When Major League Soccer decided to begin playing again following a temporary shutdown because of the COVID-19 pandemic, the league decided on an unprecedented strategy—hosting a tournament in one location and creating a “bubble” environment for players and support staff to prevent a virus outbreak.
While the concept of a bubble is now common as several sports leagues have opted for this format, when MLS approached us at the Walt Disney World Swan and Dolphin Resort to be host accommodations for the “MLS Is Back Tournament,” there was not a model to reference. It had to be created.
The first thing we had to do was collaborate. The hotel and MLS planning team came together to develop policies and procedures to define this six-week bubble experience. The pandemic challenge was new, but the goals were virtually the same as when planning any meeting or conference: keep attendees safe and happy, and execute a top-notch event. Here are the five lessons for meeting planners from our MLS bubble experience:
1. Prepare a detailed plan. To consider as many scenarios as possible, the MLS planners and hotel staff met countless times in advance of the late June arrival of the 24 teams that played in the July 8-August 11 tournament. The plan allowed us to put strong protocols in place to prepare us for various situations that could arise.

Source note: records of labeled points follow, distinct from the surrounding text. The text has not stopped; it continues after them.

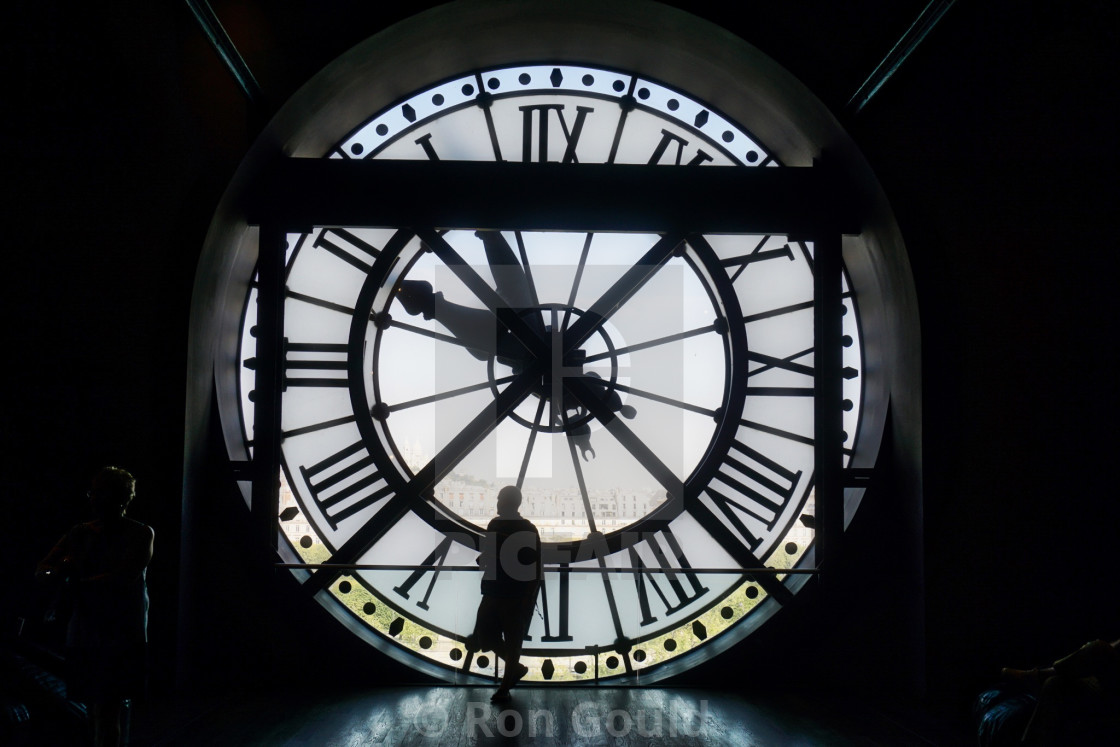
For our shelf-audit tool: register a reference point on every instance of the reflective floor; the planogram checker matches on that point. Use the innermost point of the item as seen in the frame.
(535, 716)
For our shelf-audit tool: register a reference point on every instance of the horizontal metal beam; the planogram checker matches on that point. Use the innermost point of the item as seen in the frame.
(299, 193)
(551, 569)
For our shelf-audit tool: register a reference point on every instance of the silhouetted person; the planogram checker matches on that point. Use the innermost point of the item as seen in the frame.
(104, 562)
(511, 562)
(1082, 684)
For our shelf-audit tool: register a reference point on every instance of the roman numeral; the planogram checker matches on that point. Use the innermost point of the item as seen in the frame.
(429, 150)
(329, 363)
(753, 483)
(347, 246)
(668, 139)
(556, 613)
(437, 558)
(571, 136)
(341, 503)
(683, 586)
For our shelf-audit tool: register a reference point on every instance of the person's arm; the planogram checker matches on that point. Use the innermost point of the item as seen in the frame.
(57, 561)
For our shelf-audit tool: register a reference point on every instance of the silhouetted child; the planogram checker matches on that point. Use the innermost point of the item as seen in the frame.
(104, 561)
(511, 562)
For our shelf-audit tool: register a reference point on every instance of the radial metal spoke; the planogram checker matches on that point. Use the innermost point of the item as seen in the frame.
(663, 400)
(532, 440)
(449, 394)
(649, 344)
(618, 293)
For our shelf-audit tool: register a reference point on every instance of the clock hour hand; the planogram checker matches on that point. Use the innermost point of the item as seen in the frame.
(476, 328)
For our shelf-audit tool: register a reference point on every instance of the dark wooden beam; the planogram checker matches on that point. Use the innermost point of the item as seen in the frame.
(298, 193)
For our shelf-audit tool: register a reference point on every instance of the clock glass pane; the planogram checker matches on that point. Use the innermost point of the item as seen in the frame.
(651, 394)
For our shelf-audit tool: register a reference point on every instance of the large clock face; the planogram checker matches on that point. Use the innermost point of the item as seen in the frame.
(652, 394)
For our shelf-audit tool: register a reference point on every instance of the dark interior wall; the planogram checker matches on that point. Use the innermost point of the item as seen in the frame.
(995, 145)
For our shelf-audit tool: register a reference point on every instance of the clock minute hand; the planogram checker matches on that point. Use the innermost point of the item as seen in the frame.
(476, 329)
(496, 305)
(621, 291)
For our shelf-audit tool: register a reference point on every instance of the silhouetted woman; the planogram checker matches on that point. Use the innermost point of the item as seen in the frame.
(104, 562)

2. Be ready to adjust. Even with a detailed plan, it is virtually impossible to consider every possible scenario in today’s environment. We had to be ready to adjust and make changes quickly. Thanks to our forward planning and our company’s “commitment to clean,” we knew how to react and who needed to be involved in decisions. Some examples of swift adjustments that were needed: ramping up room-service offerings, designing a new guest-room trash-removal system, and creating a package-delivery center. (When you have 1,400 guests staying for six weeks, they’re going to do quite a bit of online shopping!)
3. Be creative. How do you find a solution to a problem you’ve never faced before? You invent one. During the event, we had to create new systems and tools to meet these new challenges. To serve meals, for example, we created a new buffet-line system and built our own plexiglass buffet dividers. The dividers were a protective barrier between our cast members and MLS players, while our new system minimized both the amount of surface contact and the level of serving staff needed. We even assigned the same servers to the same teams for each meal period.
4. Communication is key. While on site, our cast members met with MLS planners every day. We made sure we clearly understood each other’s goals and operations. This open communication and strong relationship allowed us to sort out issues and work as a cohesive unit with no misunderstandings.
5. The quality of the experience matters. The safety of our cast members and guests was always the top priority but we didn’t want to sacrifice the quality of our guests’ stay. To achieve this, ample entertainment options including game rooms were arranged through our recreation team. And our culinary team set up a 24-hour operation to serve nearly 5,000 meals a day and to deliver them with the same quality that was expected. Our focus was to combine enhanced service training, CDC guidelines, and our commitment to exceeding attendees’ needs.
While the pandemic has changed the way people gather, the MLS bubble demonstrated that it is possible to host events in a way that is safe, enjoyable, and productive. Since then, we’ve applied these lessons to several other events, and understand it takes planning, communication, innovation, and, most of all, a strong partnership.
Sean Verney is area general manager, Luciano Sperduto is director of food & beverage, and Joe O’Donnell, CMP, is associate director of event management at the Walt Disney World Swan and Dolphin Resort.